82 – Monte Carlo Methods: Models and Tests
Alternative Variance Estimators for Data Perturbed for Confidentiality Protection
Jianzhu Li
Westat
Michael D. Larsen
The George Washington University
Tom Krenzke
Westat
Laura Zayatz
U.S. Census Bureau
One method of protecting confidentiality of tabular data is to apply random perturbation on select variables in the underlying microdata. Perturbation variability needs to be appropriately accounted for in variance estimation for estimates derived from a data file altered through random perturbation. In previous work, we had studied methods for estimating variances using a single perturbed data set, and developed a variance estimator that incorporates a variance component associated with data perturbation.
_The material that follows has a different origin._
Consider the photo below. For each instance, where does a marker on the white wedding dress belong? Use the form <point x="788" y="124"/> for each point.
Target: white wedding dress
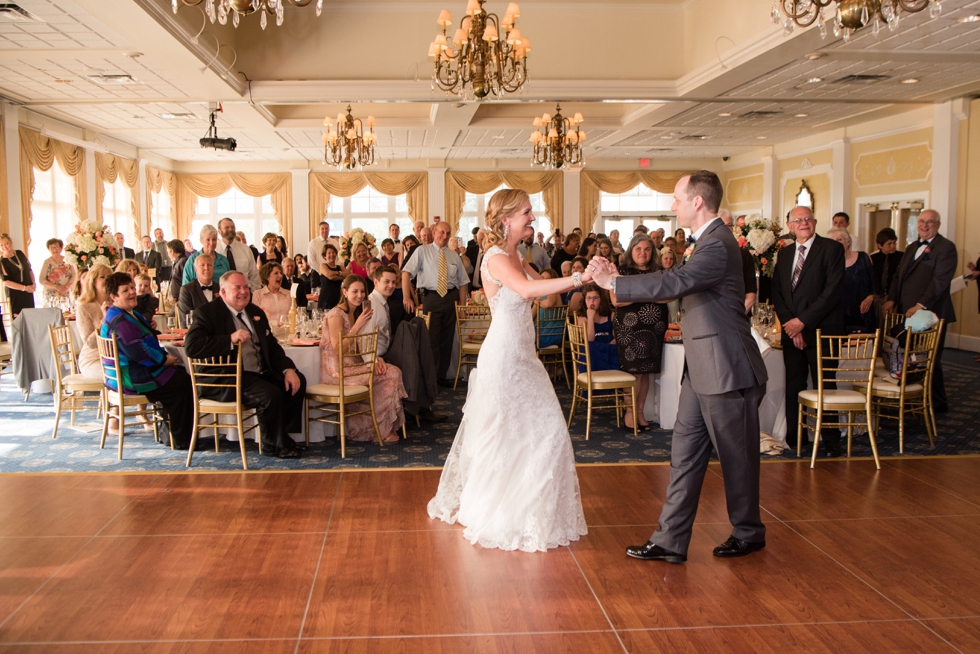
<point x="510" y="475"/>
In this paper, we further explore three alternative approaches that can be considered in comparison to the initial estimator, with a goal of increasing the stability of the variance estimation, especially when estimates are extreme. The first alternative modifies the initial estimator through use of multiple perturbed data sets. The second alternative is a limited bootstrap approach that can be done by conducting the perturbation of the bootstrap samples multiple times, producing the replicate estimates, and subsequently computing the variance among the replicate estimates. The third alternative adjusts the initial estimator through the idea of small area estimation. Computational aspects of estimators are discussed. A simulation study was conducted to evaluate and compare the performance of the initial and alternative variance estimators using select variables in two test sites from the American Community Survey 2005-2009 sample data. The results are summarized in terms of the coverage rates and margin of errors of the estimators.